In the United States, settler colonialism is defined as the control of land and its resources by white settlers who seek political power/control in a new space (i.e. like “regular” colonialism) through both displacement and violence against Indigenous persons in order to eventually replace the Native population (i.e. unlike “regular” colonialism). Until recently, studies of Indigenous people have largely been absent from sociological research and some have referred to this as sociology’s “complicity in the elimination of the native.” Scholars have begun to incorporate settler colonialism into research on the domination and dispossession of various racial and ethnic groups.
In Minnesota, American Indians face the consequences of settler colonialism everyday: generational trauma from historical violence and boarding schools while at the same time, confronting a host of contemporary inequities in health, exposure to violence and the foster care system between Natives and non-Natives. At the national level, the U.S. government’s urban relocation programs during the 1950s serve as further examples of settler colonial logic and contemporary homelessness among Minnesota’s urban Natives today and their political response. While these policies encouraged Natives to move from what were economically deprived reservations to what was promised as training and employment in urban areas, they faced intense discrimination. By 1969, unemployment among urban Natives was nearly ten times the national average and Native incomes were less than half of the national poverty level.
After the U.S. government failed to assimilate Native people through relocation in the 1950s, their attempt to end the legal status of what it meant to be a “federally recognized tribe” led to American Indian resistance across the United States and into the social movement fold of the 1960s and 1970s. Founded in 1968, the American Indian Movement was started in Minneapolis, and Minnesota is a historically important site of resistance to settler colonialism among Native peoples. American Indians continue to resist settler colonial practices and beliefs today. One example of this includes Indigenous protests against federally recognized holidays like Columbus Day and Thanksgiving, which are embedded in settler colonial stories of the past that “whitewash” events and stereotype Indigenous people. Other acts of resistance include ceremonies acknowledging genocide and other violent acts by the U.S. government.

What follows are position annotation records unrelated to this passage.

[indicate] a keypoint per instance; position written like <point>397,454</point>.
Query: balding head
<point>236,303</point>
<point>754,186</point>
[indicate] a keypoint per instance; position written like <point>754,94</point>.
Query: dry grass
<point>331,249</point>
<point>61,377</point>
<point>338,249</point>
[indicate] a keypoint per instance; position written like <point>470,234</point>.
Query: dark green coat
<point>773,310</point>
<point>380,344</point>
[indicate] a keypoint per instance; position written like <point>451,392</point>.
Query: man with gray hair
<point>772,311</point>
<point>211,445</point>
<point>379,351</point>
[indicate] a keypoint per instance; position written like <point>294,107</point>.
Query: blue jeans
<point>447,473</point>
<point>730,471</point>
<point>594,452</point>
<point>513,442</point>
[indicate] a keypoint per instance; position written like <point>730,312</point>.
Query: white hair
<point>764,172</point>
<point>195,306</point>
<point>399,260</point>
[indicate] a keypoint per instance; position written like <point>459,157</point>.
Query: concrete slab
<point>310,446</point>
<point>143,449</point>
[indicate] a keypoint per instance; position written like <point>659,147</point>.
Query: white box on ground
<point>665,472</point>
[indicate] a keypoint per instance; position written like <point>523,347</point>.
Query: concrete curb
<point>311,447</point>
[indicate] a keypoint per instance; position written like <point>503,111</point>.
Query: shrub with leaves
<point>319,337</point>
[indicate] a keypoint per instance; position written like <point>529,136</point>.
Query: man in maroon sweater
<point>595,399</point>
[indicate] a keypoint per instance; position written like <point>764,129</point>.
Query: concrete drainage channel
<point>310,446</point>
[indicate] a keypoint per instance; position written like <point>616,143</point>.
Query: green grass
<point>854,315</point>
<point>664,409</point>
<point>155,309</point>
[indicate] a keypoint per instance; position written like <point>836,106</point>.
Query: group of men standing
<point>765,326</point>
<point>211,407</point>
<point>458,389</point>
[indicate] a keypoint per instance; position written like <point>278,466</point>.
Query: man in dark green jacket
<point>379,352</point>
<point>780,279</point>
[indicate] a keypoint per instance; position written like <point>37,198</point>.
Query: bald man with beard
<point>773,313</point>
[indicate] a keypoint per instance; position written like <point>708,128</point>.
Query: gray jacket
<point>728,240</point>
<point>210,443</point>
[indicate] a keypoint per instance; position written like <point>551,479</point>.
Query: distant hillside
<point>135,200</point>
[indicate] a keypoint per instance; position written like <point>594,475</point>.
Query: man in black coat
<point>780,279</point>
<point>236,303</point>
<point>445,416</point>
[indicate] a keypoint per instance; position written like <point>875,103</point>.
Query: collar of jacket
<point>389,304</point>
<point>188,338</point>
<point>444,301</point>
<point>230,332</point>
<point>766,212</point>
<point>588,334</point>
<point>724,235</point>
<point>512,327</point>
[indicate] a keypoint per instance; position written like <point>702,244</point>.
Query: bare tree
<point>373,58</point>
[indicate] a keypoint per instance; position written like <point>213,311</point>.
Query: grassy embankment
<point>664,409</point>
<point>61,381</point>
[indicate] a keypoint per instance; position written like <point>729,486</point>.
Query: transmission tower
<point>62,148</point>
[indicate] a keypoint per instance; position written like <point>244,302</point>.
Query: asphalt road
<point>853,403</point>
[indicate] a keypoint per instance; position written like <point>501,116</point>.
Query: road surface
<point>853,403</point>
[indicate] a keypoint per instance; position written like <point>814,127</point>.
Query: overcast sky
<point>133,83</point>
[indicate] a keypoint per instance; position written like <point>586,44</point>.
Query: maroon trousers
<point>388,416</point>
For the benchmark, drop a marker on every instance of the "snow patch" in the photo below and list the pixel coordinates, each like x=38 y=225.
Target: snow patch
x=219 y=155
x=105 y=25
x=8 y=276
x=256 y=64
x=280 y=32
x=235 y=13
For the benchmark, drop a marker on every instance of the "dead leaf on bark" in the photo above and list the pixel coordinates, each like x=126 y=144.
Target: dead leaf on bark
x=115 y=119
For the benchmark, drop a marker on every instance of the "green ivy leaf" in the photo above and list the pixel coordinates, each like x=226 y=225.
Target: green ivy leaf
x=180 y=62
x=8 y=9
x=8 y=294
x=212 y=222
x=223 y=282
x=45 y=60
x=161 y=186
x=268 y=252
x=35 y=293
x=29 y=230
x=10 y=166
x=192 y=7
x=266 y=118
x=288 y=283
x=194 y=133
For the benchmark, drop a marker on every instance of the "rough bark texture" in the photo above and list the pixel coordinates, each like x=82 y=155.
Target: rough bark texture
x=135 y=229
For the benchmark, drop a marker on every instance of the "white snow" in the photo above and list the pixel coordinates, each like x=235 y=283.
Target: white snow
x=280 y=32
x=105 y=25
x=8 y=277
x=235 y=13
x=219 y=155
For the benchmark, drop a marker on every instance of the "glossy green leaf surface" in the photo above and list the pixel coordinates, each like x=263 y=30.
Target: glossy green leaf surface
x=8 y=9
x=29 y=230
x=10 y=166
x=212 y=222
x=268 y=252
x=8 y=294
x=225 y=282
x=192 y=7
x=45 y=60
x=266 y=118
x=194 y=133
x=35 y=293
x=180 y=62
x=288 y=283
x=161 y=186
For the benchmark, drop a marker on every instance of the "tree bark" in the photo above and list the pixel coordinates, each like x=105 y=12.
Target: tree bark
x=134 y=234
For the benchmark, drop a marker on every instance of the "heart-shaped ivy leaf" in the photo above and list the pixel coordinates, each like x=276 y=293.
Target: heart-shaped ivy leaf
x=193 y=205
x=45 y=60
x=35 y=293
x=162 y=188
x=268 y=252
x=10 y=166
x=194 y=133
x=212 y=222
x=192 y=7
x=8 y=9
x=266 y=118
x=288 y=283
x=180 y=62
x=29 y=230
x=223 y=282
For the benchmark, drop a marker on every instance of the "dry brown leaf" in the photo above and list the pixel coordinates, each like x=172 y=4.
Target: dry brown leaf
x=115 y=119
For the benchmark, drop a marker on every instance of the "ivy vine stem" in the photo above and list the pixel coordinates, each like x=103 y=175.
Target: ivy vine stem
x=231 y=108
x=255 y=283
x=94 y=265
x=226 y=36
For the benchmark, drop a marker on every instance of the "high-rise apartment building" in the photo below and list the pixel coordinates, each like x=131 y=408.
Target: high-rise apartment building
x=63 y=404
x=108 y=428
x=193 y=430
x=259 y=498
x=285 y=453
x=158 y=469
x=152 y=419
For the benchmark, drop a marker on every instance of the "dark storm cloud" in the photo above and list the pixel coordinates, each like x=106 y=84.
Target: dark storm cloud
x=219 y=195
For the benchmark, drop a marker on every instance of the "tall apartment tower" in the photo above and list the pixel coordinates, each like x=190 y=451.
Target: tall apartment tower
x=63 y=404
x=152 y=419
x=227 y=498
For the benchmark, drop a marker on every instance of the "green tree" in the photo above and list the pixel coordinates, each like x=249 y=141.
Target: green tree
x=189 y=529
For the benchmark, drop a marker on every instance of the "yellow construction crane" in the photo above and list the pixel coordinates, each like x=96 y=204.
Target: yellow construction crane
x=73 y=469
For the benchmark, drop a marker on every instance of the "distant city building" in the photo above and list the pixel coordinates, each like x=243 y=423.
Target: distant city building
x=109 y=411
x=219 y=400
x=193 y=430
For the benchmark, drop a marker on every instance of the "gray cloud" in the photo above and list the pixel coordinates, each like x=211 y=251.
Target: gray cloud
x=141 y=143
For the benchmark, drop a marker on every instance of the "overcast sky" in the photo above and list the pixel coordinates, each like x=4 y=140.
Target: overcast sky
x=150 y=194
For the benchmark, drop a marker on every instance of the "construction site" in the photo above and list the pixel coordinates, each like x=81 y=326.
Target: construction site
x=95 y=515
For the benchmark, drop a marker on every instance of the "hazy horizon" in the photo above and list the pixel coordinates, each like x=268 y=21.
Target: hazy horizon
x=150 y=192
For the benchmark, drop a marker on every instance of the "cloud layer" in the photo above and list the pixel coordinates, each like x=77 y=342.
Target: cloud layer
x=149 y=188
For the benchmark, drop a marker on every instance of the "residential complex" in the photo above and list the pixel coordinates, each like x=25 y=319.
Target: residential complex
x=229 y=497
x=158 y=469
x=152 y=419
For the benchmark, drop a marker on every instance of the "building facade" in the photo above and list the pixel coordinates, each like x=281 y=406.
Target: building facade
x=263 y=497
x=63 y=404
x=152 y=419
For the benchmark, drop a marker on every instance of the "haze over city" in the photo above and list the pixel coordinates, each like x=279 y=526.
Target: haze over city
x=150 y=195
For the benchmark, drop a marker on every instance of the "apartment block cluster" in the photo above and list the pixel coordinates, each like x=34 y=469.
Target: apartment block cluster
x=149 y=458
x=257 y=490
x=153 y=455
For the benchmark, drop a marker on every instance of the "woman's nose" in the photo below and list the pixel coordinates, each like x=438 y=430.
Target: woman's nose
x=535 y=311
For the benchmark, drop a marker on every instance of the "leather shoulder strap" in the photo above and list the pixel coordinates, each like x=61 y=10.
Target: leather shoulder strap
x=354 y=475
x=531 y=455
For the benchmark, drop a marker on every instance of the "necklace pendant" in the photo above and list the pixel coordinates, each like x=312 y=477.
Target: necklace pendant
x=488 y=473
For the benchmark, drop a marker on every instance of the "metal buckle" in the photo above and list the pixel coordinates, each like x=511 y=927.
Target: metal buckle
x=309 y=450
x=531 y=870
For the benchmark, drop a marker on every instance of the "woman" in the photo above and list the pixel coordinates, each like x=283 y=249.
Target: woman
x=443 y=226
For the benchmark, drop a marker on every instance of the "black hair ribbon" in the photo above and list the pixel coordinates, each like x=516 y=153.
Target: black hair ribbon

Just last spring, Dakota activists illustrated such resistance to the Walker Art Center’s decision to host a piece of a “scaffold” similar to that of 38 Dakota men who were hanged following the U.S.-Dakota War of 1862.

The “Wall of Forgotten Natives” highlights both the settler colonial practices that make such a homeless encampment possible but also demonstrate how American Indians have continually resisted settler colonial ideas and actions.


The authors respectfully acknowledge that the University of Minnesota stands on Dakota and Ojibwe peoples’ traditional lands.